Posts Tagged ‘chickens’

The joys and agonies of bookmaking

Early in 2016, my sister Caroline Kurtz and I took a group of artists to Maji, Ethiopia, the place where she and I spent long, magical days making up and acting out stories–and where I learned to read.

artist car

When we returned to Addis Ababa, we tried our hand at a bookmaking workshop–the first time I truly faced the challenges of actually creating books rather than being the person who writes the words.


Luckily for me, one of the artists from the trip–Troy Zaushny–took the individual pictures children had created after listening to Yacob and Nahosenay read the stories aloud and used digital design to create a digital version of a first book.


My dream was to have playful, appealing, colorful, culturally appropriate and easy-to-read books in local languages. Back in Portland, Caroline and I found ready volunteers to help with writing and illustration…we had to hunt much harder and follow many dead-end paths with translation and design. In the end, under the guidance of East Side Printing here in Portland, we did a lot of the layout ourselves, discovering why book publishers have to hire people to handle design, fonts, copy editing, etc. What an education!

But a year later, WEEMA, an NGO that works in the rural area of Kembata-Tembaro where they have built a public library and started some kindergartens, got a donation for 600 books. Caroline will also carry some books for an Ethiopia Reads school in Oromia when she travels to Ethiopia next month. What an accomplishment of volunteers using their talents to share book love!


Can’t wait to start on the next ten!



Revision…and appetite…and bring on the chickens.

Revision time.

I am in Boston on the edge of my annual writing retreat…it’s shocking to think that this group has been getting together for something like seventeen years.  Our lives, our writing, our despairs, our soaring bits…they are woven together.  Nancy Werlin and I went to Dian Curtis Regan’s wedding in Colorado Springs this summer, for example.  And now we’re together as our writer selves.

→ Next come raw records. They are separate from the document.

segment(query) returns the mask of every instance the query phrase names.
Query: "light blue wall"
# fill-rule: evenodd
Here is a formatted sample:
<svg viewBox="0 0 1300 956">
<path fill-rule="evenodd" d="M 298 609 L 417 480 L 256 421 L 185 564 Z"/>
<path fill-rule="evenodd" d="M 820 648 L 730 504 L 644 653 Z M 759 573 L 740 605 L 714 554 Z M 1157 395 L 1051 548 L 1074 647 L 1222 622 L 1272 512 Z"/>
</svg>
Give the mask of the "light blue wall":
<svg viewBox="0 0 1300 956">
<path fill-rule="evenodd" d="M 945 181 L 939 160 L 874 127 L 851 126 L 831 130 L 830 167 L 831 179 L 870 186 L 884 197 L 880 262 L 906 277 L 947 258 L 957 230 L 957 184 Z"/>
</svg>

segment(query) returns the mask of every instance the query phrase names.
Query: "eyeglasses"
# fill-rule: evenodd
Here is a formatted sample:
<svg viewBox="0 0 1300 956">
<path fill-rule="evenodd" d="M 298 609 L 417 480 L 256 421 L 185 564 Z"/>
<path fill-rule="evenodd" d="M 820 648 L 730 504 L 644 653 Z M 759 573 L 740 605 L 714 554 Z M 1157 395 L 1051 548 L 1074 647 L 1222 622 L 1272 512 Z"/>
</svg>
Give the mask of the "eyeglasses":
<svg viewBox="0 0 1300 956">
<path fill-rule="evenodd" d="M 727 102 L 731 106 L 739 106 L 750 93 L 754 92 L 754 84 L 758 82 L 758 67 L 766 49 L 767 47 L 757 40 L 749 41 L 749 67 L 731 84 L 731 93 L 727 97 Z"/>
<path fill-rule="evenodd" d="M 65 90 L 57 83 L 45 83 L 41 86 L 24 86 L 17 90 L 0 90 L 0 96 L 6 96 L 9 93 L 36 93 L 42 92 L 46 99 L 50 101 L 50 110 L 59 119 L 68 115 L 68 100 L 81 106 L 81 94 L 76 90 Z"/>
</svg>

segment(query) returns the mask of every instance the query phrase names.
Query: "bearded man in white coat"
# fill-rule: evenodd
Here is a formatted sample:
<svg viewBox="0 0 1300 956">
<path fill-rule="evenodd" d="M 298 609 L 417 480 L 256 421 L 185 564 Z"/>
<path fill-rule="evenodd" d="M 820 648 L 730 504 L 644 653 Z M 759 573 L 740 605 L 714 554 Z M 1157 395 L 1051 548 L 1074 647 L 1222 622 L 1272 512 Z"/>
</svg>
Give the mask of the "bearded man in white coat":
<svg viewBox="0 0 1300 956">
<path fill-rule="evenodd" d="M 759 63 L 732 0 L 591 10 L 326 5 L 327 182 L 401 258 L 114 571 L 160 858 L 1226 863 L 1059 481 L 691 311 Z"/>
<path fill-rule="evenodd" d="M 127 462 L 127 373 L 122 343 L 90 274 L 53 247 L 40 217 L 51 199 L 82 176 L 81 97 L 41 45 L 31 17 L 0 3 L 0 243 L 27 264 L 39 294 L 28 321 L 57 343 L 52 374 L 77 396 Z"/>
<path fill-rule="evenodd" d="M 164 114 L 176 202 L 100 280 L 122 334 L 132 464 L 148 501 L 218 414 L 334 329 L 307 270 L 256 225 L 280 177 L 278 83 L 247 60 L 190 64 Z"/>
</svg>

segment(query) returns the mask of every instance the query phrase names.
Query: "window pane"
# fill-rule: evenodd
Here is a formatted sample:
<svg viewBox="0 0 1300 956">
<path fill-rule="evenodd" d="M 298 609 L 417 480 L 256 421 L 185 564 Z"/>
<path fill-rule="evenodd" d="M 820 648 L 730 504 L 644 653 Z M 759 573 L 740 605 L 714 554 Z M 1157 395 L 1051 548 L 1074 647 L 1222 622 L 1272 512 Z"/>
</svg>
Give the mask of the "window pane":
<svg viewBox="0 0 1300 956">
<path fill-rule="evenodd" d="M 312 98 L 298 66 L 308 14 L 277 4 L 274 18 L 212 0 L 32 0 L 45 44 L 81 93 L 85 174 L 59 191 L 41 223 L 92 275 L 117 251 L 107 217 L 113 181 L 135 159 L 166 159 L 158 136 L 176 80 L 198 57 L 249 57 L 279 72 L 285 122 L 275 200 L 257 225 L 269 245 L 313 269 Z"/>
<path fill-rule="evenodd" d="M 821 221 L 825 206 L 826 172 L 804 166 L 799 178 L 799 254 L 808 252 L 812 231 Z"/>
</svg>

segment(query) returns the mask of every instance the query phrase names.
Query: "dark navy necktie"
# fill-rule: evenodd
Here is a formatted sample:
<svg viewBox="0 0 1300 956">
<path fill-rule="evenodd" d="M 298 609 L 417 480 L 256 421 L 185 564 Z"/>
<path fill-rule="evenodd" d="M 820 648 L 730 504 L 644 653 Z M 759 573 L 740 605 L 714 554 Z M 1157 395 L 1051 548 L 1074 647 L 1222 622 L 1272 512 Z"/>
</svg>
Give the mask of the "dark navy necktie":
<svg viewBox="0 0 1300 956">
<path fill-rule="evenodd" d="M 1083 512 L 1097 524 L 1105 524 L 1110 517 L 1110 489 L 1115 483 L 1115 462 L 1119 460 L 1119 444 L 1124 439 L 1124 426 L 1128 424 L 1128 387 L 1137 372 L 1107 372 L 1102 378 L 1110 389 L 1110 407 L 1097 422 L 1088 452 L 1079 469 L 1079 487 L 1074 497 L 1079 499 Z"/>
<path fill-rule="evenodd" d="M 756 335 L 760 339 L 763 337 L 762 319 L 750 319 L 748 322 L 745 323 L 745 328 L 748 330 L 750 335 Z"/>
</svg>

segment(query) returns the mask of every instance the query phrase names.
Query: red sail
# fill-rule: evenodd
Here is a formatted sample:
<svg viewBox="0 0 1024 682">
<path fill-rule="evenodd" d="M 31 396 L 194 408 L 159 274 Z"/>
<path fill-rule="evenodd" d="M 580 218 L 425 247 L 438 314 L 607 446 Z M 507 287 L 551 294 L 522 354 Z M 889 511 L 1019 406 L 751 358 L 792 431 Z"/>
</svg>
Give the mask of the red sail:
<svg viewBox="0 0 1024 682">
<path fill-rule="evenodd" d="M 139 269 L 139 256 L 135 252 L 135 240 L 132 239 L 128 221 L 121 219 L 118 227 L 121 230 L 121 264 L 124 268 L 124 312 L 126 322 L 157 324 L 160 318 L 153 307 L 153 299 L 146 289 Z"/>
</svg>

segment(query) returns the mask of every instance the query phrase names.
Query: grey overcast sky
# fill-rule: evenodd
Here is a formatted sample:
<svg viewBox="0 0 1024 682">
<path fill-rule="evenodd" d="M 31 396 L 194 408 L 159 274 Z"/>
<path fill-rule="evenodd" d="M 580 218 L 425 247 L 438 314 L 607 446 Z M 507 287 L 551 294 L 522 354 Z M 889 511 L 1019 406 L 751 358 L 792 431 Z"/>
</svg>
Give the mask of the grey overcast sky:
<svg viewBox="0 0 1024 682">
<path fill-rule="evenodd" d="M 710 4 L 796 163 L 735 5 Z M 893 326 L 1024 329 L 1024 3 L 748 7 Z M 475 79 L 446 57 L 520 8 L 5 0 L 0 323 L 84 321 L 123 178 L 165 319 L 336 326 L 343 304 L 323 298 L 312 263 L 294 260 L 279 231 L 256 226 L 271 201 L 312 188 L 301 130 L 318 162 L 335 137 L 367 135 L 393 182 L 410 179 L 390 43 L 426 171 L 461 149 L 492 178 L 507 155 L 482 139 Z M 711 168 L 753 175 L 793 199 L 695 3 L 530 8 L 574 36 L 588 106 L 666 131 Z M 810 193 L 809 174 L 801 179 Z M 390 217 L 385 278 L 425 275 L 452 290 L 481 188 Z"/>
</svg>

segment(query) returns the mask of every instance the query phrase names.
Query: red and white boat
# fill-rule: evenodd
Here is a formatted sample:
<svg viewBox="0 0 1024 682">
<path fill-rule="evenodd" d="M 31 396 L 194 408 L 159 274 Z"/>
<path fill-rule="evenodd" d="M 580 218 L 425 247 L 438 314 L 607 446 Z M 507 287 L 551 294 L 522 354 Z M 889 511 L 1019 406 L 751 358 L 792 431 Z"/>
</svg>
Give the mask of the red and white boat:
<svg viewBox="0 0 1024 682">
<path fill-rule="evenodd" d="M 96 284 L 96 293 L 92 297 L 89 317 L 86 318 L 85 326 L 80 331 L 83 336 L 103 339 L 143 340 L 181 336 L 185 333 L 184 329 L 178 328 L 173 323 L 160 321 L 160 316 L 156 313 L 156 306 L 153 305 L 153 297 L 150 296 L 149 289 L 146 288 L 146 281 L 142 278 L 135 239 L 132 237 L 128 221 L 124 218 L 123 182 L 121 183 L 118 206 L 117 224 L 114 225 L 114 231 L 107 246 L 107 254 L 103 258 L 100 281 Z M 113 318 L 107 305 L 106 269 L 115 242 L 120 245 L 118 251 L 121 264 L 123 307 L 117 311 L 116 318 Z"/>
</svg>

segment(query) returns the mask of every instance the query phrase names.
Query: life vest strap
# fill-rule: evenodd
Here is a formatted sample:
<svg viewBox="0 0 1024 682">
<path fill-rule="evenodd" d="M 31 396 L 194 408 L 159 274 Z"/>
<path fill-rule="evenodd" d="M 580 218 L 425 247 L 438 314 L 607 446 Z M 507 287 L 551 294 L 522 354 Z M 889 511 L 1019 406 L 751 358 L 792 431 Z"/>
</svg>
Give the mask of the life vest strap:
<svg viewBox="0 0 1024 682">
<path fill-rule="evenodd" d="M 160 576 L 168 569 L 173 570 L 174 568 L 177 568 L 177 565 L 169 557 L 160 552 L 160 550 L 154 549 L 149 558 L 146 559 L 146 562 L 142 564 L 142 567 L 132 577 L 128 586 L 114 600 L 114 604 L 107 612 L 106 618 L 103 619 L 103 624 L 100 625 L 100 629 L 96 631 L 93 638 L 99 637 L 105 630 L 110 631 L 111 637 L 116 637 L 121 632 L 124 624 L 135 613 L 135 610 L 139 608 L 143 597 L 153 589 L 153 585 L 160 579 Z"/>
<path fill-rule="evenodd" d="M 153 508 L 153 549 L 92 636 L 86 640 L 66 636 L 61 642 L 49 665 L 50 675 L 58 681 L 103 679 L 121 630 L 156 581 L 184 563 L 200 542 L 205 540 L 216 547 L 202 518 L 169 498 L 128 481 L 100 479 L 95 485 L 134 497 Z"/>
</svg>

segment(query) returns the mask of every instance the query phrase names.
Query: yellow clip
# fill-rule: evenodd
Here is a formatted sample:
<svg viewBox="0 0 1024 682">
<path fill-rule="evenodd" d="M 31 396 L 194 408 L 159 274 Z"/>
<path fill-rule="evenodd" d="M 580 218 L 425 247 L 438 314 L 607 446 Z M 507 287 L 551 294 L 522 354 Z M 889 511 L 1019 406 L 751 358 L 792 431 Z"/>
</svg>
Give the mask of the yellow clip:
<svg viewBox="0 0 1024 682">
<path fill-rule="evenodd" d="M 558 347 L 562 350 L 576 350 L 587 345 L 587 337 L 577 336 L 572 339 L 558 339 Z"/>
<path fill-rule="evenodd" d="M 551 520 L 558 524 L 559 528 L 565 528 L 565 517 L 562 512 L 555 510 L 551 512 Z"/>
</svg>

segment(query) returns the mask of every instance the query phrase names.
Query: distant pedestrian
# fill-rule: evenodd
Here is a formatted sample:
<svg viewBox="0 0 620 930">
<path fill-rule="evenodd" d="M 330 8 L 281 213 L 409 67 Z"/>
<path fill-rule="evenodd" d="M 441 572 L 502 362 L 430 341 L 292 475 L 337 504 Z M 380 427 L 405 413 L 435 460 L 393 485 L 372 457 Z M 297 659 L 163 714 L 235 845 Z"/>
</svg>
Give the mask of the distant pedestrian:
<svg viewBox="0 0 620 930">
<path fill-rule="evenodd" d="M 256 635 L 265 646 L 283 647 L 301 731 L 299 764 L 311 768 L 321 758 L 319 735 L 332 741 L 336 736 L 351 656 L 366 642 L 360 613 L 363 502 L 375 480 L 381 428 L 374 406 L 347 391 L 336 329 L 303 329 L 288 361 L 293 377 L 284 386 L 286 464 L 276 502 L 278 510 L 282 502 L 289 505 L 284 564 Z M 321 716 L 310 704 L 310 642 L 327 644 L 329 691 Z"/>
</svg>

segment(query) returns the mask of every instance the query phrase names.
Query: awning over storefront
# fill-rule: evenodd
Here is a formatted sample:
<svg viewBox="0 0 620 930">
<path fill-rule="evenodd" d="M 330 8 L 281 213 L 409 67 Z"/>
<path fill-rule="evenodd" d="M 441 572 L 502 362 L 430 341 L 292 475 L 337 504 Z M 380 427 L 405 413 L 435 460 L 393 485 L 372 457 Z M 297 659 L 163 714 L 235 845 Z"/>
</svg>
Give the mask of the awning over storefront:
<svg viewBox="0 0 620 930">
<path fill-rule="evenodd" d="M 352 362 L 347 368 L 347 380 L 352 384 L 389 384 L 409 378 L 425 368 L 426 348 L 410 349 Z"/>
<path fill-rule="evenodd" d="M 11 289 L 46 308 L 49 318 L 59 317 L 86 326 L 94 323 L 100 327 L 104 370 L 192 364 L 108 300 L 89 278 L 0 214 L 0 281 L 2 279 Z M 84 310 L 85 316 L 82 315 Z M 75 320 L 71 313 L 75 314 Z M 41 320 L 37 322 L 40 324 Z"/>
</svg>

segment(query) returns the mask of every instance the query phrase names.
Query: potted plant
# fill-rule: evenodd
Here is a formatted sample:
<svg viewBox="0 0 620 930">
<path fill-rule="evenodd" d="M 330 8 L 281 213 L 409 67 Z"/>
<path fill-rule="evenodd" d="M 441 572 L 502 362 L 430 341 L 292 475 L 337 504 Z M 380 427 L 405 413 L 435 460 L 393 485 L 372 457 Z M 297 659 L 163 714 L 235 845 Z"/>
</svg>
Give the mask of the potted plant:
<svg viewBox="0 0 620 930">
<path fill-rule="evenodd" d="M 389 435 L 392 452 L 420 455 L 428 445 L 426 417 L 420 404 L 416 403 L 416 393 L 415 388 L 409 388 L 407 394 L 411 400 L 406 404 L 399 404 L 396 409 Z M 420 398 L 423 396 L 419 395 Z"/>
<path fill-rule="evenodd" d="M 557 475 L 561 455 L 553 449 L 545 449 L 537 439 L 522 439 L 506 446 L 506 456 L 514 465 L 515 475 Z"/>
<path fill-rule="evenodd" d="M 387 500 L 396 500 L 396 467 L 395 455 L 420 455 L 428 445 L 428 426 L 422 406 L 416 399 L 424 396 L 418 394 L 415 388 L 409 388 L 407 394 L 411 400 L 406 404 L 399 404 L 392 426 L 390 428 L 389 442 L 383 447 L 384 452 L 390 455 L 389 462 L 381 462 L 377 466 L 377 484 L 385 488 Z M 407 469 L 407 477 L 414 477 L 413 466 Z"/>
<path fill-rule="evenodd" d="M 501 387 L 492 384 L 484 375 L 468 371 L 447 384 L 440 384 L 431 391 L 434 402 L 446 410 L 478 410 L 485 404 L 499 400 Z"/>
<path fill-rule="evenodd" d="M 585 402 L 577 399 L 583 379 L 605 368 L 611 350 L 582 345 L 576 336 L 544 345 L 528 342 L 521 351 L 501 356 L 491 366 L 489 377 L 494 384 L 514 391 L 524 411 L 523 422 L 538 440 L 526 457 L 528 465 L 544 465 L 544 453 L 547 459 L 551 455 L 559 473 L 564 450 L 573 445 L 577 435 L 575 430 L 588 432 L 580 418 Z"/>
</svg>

We are ready to talk (or I am, anyway) about chickens and how they fit or don’t fit into our scenes.  We are ready (or I am, anyway) to revise.


I used to hate it.

Sometimes I still do.

But sometimes I love the process of cutting and chopping and mixing and tasting and sampling and tossing things out and moving things around.

Adding a shake of a spice here and a little crunch there.

One of my favorite books talks about revision in terms of appetite.  We have some vague understanding of our readers’ appetite for a bit of color here and a change of pace there and some tension or some laughter.  Ingredients.

We sample and taste and say, “Hmmm.  Needs something.”  We try something new.  We sample and taste again.

Sometimes we ask our skilled reader friends to take a taste.

The Vermont College MFA program where I teach understands the power of good readers who will talk about what’s happening to them as they read our words–the movies in their mind, as one writing guru puts it.

And now I get to be student…of my own writing–for at least a week.

It’s exciting.  When kids ask me, “Who’s your favorite author?” I talk about this group of writers.  Generous.  Warm.  Funny.  Tough.

When I was a kid growing up in Ethiopia and going to a small school, I never met any authors.  I never even thought about the authors of the books I loved.  And now I get to learn from authors.


Bring on the despair.  And the joy.  And the chickens.